Acupuncture vs Green-lipped Mussel Extract in the Treatment of Osteoarthritis in Greyhounds: a Pilot Study for a Pragmatic Randomised Controlled Crossover Trial

By Carla Jane Love



Osteoarthritis (OA) is a degenerative joint disease. In the UK, 8 million people are sufferers (Arthritic Association, 2015) and it is ranked as one of the 10 most disabling diseases in the developed world (World Health Organisation, 2015). In dogs, it is the most common cause of lameness. The symptoms are usually treated with non-steroidal anti-inflammatory drugs (NSAIDs), which can create antagonistic side effects. Acupuncture can be used to treat the symptoms in humans. In comparison, there are fewer studies available treating dogs and the methodology used is often gold bead implantation (GBI), not traditional acupuncture. Green-lipped mussel extract (GLM) is also said to aid in treating the symptoms as it contains Omega-3 fats.


Aims and Objectives

The aim is to evaluate the feasibility of a full-scale trial comparing the effectiveness of acupuncture and GLM in treating the symptoms of OA in greyhounds. Methodology and outcome measures will be trialled. Acupuncture and GLM will be assessed and compared in order to obtain preliminary effectiveness data to inform a larger-scale investigation in a pragmatic, randomised, controlled, crossover trial.

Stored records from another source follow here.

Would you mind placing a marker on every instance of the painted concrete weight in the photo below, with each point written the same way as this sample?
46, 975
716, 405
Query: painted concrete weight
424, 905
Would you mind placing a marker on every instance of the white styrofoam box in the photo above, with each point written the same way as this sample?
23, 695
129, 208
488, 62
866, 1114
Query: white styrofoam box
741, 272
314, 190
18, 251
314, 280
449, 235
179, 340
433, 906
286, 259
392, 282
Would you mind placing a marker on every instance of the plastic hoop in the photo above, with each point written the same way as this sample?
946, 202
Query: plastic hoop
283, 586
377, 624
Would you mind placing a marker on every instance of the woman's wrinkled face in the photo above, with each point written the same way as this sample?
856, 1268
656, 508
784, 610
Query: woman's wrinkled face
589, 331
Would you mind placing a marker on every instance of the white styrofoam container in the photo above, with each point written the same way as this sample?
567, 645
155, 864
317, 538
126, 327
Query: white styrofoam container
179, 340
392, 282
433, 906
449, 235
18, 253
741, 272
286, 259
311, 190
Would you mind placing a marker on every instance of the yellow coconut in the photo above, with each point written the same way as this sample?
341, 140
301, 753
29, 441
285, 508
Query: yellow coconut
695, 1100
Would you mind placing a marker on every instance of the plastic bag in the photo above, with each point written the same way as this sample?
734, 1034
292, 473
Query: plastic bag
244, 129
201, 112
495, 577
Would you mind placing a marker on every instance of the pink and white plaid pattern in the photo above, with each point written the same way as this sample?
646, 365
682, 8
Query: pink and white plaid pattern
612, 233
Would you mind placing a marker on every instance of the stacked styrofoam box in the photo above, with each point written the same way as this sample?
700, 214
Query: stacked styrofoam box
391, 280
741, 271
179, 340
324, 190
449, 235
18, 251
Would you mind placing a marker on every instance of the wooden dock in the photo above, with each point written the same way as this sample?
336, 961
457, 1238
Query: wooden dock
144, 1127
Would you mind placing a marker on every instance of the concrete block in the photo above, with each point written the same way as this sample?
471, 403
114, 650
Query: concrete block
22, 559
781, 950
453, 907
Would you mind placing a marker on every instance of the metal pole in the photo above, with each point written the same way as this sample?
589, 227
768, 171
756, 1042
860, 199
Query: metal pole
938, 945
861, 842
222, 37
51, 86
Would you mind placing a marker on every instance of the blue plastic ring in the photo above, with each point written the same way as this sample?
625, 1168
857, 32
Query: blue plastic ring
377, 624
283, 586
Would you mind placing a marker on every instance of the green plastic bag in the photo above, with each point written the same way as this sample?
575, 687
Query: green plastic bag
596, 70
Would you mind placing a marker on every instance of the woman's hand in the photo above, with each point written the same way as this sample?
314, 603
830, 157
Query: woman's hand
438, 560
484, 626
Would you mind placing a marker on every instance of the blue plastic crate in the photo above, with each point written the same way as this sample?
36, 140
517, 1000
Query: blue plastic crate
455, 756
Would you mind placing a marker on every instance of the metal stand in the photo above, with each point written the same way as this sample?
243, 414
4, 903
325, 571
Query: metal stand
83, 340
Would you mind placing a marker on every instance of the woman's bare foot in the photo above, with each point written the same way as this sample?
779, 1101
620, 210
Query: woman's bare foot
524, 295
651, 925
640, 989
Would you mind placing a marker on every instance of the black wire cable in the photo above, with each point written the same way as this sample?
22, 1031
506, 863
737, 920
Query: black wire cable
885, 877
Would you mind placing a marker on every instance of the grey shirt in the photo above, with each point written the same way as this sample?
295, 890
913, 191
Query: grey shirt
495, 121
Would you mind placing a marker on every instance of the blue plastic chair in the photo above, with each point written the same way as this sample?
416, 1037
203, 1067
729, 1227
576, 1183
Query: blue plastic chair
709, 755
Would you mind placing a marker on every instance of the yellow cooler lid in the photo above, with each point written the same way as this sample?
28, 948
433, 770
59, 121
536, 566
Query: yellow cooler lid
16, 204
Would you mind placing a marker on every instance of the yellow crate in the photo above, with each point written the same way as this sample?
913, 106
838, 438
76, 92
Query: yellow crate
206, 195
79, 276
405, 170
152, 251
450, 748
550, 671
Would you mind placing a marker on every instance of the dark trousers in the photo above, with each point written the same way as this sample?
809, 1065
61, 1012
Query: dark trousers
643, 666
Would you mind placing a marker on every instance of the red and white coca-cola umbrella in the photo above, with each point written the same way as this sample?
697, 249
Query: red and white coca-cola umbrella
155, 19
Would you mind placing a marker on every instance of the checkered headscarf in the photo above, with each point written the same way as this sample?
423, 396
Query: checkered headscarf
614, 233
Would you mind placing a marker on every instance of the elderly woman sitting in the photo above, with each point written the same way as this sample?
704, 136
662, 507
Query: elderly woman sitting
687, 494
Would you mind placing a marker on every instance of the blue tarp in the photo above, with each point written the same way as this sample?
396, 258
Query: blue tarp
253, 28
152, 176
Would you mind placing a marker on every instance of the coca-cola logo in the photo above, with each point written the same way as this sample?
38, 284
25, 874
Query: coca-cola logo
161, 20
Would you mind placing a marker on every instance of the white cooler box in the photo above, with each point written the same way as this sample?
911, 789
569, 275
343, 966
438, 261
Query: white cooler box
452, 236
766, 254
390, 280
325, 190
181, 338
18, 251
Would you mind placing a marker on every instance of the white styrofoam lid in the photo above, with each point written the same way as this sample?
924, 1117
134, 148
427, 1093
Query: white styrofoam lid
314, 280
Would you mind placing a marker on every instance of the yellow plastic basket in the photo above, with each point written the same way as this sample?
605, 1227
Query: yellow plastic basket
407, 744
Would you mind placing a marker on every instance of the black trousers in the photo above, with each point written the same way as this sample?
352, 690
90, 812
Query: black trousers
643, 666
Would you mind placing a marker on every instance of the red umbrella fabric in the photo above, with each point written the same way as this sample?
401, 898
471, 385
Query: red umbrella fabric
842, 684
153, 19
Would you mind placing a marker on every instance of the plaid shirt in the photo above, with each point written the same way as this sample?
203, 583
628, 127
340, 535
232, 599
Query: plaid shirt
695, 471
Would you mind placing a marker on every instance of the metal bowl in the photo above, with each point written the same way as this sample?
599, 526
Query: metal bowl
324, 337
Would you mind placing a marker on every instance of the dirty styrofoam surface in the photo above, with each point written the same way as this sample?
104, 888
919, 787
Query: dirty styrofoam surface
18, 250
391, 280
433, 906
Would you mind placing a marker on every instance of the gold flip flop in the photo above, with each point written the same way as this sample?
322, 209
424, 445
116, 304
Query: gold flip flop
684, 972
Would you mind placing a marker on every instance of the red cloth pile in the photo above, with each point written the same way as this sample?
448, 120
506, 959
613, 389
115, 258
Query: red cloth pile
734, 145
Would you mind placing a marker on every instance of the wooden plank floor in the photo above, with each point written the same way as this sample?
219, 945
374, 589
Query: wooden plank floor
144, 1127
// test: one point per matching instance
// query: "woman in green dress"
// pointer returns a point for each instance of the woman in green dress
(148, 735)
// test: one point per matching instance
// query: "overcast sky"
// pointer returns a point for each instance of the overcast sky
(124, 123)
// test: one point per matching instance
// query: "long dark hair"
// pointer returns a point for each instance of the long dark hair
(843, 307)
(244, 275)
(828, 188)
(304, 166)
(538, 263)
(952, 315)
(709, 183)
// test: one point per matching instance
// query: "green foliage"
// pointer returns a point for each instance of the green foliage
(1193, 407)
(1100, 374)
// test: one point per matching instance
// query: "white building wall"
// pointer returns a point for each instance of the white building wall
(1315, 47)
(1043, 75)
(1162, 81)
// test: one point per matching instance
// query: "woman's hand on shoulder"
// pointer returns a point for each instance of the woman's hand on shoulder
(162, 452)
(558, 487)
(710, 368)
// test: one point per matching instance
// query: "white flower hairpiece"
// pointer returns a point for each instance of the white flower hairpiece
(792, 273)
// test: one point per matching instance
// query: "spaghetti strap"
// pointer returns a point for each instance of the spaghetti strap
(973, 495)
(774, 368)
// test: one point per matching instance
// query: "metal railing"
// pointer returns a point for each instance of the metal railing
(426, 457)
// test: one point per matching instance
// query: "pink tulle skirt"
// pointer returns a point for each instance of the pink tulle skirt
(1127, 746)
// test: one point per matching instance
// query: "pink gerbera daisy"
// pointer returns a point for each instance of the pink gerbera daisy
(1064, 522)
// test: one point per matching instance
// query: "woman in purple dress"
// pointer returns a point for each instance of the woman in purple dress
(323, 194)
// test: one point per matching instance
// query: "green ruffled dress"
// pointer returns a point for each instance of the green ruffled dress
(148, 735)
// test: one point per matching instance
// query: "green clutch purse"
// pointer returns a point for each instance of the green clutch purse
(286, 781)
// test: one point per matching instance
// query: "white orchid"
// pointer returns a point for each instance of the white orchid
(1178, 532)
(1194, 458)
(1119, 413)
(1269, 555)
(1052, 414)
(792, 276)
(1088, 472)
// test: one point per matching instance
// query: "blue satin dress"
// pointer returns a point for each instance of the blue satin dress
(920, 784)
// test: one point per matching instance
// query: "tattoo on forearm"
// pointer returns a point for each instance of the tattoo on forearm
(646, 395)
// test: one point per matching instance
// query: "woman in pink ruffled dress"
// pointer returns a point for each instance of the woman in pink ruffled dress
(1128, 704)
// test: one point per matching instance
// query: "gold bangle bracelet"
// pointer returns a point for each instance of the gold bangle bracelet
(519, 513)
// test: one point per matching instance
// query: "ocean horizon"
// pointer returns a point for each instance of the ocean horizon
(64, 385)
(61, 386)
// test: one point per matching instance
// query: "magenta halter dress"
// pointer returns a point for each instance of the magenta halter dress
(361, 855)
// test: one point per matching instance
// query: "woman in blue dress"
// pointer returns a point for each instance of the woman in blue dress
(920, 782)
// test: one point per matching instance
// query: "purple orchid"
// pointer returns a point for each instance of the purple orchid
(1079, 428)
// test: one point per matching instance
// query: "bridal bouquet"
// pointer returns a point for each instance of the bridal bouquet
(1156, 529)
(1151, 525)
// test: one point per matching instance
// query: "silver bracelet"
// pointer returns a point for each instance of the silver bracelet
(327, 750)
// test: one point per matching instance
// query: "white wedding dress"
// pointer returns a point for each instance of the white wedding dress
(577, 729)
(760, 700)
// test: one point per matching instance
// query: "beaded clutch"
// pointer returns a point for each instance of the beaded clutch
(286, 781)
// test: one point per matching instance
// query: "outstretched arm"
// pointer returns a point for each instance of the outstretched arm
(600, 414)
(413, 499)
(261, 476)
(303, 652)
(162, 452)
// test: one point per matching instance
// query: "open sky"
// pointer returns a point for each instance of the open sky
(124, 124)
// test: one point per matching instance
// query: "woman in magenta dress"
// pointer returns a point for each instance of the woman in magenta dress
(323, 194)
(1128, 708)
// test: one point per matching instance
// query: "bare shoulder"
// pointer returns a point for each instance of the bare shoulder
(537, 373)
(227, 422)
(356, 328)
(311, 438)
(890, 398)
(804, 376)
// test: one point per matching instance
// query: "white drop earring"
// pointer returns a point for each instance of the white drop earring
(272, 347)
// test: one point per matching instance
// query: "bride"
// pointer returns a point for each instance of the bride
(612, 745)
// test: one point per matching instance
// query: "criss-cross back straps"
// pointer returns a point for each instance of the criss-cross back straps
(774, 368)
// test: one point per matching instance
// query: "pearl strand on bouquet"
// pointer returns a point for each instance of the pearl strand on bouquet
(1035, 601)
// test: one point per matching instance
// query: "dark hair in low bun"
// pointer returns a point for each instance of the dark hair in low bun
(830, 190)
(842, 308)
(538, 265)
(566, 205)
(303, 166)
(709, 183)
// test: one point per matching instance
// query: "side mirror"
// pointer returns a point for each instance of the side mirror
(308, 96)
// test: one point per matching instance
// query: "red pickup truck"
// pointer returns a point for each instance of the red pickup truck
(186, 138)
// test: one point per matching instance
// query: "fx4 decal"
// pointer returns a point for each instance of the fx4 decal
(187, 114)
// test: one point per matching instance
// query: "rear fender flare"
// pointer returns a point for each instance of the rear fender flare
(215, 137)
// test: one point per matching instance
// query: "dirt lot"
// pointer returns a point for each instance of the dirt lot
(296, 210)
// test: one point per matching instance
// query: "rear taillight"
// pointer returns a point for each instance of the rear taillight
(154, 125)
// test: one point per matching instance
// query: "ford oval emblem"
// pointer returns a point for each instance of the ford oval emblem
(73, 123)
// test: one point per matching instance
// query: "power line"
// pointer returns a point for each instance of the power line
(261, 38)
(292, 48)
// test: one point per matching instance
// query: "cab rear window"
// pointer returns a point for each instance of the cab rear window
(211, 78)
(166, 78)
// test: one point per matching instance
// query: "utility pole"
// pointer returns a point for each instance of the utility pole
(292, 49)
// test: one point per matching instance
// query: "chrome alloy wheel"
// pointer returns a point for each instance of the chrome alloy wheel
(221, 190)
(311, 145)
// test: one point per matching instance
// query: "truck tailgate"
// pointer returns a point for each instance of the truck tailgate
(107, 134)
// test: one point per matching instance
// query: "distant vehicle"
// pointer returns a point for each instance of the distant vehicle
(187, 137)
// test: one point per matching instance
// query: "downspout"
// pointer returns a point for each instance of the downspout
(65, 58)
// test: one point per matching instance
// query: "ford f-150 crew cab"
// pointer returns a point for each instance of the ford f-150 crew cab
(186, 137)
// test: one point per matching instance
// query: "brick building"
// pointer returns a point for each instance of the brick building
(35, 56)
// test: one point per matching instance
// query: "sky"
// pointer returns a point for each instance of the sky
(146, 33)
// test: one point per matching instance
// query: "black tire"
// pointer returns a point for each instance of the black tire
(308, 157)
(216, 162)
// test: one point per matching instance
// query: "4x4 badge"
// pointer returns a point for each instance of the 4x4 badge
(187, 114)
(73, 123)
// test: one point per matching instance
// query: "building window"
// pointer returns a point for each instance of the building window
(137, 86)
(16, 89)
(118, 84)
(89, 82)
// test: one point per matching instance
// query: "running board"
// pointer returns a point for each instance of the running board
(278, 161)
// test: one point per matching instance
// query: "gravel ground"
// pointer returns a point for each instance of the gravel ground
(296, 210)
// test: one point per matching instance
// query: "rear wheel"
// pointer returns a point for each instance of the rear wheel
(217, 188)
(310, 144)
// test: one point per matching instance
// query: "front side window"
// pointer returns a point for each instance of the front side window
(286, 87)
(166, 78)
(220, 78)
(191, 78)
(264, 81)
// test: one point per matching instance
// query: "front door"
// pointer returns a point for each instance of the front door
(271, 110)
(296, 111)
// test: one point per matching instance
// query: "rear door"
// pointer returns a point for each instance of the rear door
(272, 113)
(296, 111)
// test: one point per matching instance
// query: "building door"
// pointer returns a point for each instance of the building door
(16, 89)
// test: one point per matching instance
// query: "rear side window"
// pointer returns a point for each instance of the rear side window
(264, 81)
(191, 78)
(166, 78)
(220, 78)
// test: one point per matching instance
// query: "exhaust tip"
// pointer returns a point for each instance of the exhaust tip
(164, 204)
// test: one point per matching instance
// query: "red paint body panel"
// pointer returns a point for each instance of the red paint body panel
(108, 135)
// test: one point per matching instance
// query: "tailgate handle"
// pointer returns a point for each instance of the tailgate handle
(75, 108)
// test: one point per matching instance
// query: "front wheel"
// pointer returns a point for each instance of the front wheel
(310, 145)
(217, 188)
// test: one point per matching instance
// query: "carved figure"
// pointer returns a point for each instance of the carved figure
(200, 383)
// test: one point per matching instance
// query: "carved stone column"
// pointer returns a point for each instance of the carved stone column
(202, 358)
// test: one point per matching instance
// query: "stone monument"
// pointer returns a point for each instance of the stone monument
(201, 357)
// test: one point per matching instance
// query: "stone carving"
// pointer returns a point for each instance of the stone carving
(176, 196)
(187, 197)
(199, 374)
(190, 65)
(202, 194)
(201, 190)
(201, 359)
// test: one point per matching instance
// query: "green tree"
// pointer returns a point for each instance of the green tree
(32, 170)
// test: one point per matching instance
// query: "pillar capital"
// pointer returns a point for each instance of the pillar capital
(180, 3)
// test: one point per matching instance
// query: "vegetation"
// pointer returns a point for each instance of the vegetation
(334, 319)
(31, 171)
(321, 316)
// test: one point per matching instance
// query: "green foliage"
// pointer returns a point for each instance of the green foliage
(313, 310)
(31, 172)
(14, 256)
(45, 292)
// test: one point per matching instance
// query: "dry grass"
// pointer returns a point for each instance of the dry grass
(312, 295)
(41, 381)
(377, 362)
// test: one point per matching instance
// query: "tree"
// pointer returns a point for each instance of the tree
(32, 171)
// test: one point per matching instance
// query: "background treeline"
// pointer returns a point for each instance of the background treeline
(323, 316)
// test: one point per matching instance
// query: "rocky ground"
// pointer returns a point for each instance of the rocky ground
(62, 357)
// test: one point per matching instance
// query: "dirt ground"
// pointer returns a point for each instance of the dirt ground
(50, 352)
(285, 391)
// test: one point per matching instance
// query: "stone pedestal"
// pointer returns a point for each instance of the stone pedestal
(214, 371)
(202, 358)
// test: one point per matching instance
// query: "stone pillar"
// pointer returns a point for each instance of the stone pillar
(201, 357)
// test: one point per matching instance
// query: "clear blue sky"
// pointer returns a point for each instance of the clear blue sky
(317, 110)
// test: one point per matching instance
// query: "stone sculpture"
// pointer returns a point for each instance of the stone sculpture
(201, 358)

Methodology and Outcome Measures

A pilot crossover trial lasting 21 weeks was performed on two greyhounds with OA of the hip. Each dog received acupuncture and GLM plus a phase of no treatment. Both quantitative and qualitative outcome measures were used, consisting of two Visual Analogue Scales (VAS), the Helsinki Chronic Pain Index (HCPI), hip extension tests and an owner’s diary. Analysis aimed to determine potential for a larger scale crossover trial.



All outcome measures indicated a reduction in symptoms of OA with both acupuncture and GLM. The outcome measures were practical and useable, although changes need to be made. The methodology can be replicated. Although both acupuncture and GLM reduced symptoms in comparison to no treatment, it is not possible to determine a more effective performance.



Traditional acupuncture and GLM can both reduce the symptoms of OA in greyhounds, both physically and mentally. Neither has proven to be more effective than the other, but both are more effective than no treatment. This warrants the need for a larger scale trial to proceed.